If you’re not going to have the negative removed, or it’s coming from a genuine complainant – it’s vital that you respond.
- Don’t reply with copy/paste text – if people think they’re getting an automated answer, they’re going to assume you don’t care.
- Don’t ask them to contact you directly – they’ve already made their complaint known, it’s now up to you to act on it.
- Don’t just say you’ll ‘look into the problem’ – Phrases such as this and ‘lessons have been learned’ do not sit well with the public, it will be assumed that you’re ignoring the issue and will do nothing. When you say you’re going to make changes, you must do it!
- Don’t just message them privately – Whilst it’s a good idea to contact the reviewer directly and address their issue, you also need to be seen to be doing it. Future customers aren’t going to know you contacted people privately – they’ll just assume you didn’t respond. Offering a simple apology and informing the reviewer that you’re going to contact them directly is more for the benefit to giving context to future customers than it is the reviewer of the time.
If the negative review comes from a genuine problem, make sure you research the incident and take the opportunity to identify the root cause; this will allow you to be more proactive with your procedures and strengthen your business – whether that’s educating your team or retraining your staff, you’re being given the opportunity to make your restaurant service better.
Sharing reviews with your staff is a useful learning tool – but it should not be used to penalise them or berate and undermine them. Your staff are your front line, they know more about your customers than anyone else – getting their feedback on the situation, what went wrong, and how you can improve will give you valuable insight and identify areas of weakness that might otherwise have been neglected.
Once you’ve started managing your online reputation, it’s important that you maintain it – it’s not something you can do once and leave, your reputation is only as strong as the last engagement, and if customers aren’t seeing you at your best, you’re not going to see them.
When approaching your management strategy, we suggest doing it with EASE:
EMPATHIZE – Understand that your customer’s mood will vary from moment to moment depending on factors outside of your control. Your guests are only human, and a bad day can make any of us act in ways we wouldn’t normally. Approach a situation with an open mind and consideration for the individual.
ACKNOWLEDGE – Let people see that you are aware of the problem. Send the unhappy party a private message to ask for more details and apologize that their experience hasn’t been to their expectations.
On the actual public complaint, apologize and tell the individual that you have (or will) contact them privately for more details so your audience can see that you are engaging and caring and acting in their best interests.

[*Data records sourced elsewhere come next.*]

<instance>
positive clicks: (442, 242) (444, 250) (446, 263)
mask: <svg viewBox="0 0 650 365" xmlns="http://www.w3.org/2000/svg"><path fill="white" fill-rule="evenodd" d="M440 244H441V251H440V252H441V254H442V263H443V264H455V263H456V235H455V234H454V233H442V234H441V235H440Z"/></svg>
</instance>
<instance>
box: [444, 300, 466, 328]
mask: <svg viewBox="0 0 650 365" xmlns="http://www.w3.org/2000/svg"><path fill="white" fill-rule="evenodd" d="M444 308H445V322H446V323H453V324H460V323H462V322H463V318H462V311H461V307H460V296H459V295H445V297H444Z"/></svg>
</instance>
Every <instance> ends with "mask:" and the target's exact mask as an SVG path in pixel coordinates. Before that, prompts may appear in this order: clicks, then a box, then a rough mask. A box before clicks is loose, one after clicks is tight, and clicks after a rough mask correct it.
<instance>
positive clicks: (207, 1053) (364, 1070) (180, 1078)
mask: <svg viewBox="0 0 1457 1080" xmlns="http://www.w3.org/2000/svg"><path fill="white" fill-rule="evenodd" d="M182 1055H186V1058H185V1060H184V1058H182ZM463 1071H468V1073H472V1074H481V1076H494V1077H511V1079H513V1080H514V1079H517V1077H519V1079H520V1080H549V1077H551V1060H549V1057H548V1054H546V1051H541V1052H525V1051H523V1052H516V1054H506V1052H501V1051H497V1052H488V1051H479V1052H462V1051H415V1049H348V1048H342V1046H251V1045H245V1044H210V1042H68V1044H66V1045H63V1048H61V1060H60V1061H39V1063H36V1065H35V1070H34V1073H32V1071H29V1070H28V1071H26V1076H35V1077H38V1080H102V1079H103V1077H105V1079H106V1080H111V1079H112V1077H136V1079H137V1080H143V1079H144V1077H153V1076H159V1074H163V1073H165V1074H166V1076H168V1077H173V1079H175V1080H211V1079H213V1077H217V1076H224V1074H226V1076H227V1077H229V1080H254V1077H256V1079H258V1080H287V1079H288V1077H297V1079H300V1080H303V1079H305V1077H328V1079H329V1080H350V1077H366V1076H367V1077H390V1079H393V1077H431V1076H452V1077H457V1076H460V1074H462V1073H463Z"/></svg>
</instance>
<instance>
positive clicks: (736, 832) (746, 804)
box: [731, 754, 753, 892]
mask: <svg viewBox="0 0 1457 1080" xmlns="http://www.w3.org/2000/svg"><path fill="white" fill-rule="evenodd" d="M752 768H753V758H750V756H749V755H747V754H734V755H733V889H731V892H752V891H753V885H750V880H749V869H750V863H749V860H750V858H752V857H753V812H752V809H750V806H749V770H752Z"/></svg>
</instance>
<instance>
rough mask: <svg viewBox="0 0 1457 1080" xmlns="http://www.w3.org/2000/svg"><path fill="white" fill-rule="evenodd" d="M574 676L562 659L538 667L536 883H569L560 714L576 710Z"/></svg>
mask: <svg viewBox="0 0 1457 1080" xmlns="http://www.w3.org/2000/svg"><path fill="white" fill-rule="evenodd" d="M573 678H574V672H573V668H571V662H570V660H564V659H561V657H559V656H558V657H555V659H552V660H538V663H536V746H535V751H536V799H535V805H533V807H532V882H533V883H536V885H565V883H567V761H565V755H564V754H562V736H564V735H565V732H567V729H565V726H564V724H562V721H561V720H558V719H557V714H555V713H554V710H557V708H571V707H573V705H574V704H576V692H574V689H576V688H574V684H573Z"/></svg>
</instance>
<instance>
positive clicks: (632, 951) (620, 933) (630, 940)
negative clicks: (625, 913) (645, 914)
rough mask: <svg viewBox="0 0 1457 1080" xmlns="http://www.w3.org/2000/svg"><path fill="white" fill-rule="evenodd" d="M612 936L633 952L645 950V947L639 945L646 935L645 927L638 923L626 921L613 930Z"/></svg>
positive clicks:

SOLVE – Take steps to resolve the issue and let the individual know privately what has been done, as well as posting publicly. This may lead to their negative experience being forgotten, and the customer service converting them into a Brand Champion.
EVALUATE – Look at what went wrong, what happened and what you had to implement to change it. Are there any other similar areas of your business which could benefit from the changes you’ve introduced? Take this opportunity to refresh your procedures and bring your staff training up to date.